Parents of child cancer victims considered hastening death
Tuesday 02 March 2010
Parents whose children are dying of cancer may consider hastening the process to reduce the length of time they spend suffering, a study has found.
Researchers in the US questioned more than 140 parents who had lost a child to the disease between 1990 and 1999. They found that more than 10 per cent had thought about bringing on the death of their child, especially if they felt they were in constant pain.
The report, published in the journal Archives of Pediatrics & Adolescent Medicine, is the first time such a sensitive area in relation to cancer has been explored. The researchers said the findings underscored the importance of managing patients’ pain and talking to parents about how their children’s suffering can be eased.
The study’s senior author Joanne Wolfe, division chief of Pediatric Palliative Care at the Dana-Farber Cancer Institute in Boston, said: “The problem is that conversations about these family worries may not always happen. Parents may not have the opportunity to express these feelings and considerations, and as clinicians, we may not be adequately enabling sufficient opportunity for them to talk about their concerns.”
The parents were questioned about their behaviour and feelings leading up to their child’s death and were also shown a series of hypothetical vignettes involving a terminally ill child who was going through uncontrollable and excruciating pain.
One in eight (13 per cent) said they had considered asking their doctor about the possibility of ending their child’s life, with 9 per cent actually having such a discussion. Five requested that their child’s death be hastened, and three parents said their wishes had been carried out with the use of morphine.
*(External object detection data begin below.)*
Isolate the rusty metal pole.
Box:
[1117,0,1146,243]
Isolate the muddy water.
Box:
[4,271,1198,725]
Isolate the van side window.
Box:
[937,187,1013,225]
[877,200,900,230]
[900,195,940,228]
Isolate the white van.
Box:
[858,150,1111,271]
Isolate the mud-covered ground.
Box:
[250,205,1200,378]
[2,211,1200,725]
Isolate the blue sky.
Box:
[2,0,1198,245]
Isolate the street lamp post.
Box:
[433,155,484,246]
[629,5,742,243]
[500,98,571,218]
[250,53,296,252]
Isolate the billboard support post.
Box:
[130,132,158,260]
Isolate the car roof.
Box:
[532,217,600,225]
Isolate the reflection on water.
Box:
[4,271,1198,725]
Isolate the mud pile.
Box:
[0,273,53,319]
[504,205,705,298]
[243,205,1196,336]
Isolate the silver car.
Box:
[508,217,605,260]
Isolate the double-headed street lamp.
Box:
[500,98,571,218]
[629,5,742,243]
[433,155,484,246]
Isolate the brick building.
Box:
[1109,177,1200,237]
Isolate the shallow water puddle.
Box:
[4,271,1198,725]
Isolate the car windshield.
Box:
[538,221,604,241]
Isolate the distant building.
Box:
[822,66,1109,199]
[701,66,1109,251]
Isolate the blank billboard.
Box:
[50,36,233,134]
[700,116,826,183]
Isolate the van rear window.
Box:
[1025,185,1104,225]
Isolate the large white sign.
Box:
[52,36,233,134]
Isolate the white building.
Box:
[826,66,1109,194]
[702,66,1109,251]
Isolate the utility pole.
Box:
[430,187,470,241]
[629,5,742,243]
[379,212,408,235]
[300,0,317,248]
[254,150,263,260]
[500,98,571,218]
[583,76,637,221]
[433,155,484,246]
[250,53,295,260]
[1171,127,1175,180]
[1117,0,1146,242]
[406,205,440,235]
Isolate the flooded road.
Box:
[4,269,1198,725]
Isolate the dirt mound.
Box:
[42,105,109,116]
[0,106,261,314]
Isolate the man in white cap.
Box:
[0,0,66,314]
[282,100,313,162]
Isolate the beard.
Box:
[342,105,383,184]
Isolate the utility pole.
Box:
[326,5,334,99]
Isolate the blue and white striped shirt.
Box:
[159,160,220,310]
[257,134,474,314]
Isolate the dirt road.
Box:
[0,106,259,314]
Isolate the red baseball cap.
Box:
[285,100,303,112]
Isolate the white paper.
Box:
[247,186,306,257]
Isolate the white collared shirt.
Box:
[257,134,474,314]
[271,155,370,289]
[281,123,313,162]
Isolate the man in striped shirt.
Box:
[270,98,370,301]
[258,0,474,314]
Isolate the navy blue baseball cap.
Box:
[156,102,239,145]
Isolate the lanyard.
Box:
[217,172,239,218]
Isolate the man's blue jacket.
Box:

However, Dr Wolfe said “this may not reflect what actually happened, because morphine is used in increasing doses to manage worsening pain without the intent or the effect of ending life.” Half of the parents also said they would be in favour of hastening the death of the child in the vignette.
In the UK, about 2,100 young people aged between 13 and 24 are diagnosed with cancer every year. The disease is the top cause of non-accidental death in teenagers and young adults, but almost 75 per cent survive. Different cancers predominate at different ages, with leukaemia, lymphomas and brain tumours particularly common in those aged between 13 and 18.
Richard Palmer is treasurer of the National Alliance of Childhood Cancer Parent Organisations (NACCPO), which supports the families of children and young adults with cancer. His son Nick was diagnosed with the disease at the age of 11, and died two years later despite undergoing treatment.
“I’m sure there are parents of children who are suffering from cancer and that such thoughts will have crossed their minds, but there’s a difference between thinking those thoughts and actually doing anything about it,” he said. “As a parent, you have this inbuilt thing of wanting to protect your child from harm and when you can’t, you become particularly desperate.
“When my son had a spinal cord tumour, there were times when he was terminally ill and in extreme pain and I had similar thoughts to some of the parents questioned in this study. And I’ve met parents through NACCPO who have been through the same thing and who have had the same thoughts.”
Simon Davies, chief executive of the Teenage Cancer Trust, said: “Teenage Cancer Trust knows from speaking to parents of terminally ill young cancer patients how incredibly hard it can be to see a child suffering and the findings of this study certainly bear this out.
“Where teenage patients over the age of 16 are involved, we believe that they should be supported by their medical team and family to make their own decisions about their care and treatment. In the case of those teenagers under 16, we believe it is best practice to involve patients and empower them to contribute to those decisions.”
A spokesman for the children’s cancer charity CLIC Sargent said the issue was something it was “discussing internally”, but was not prepared to comment on at present.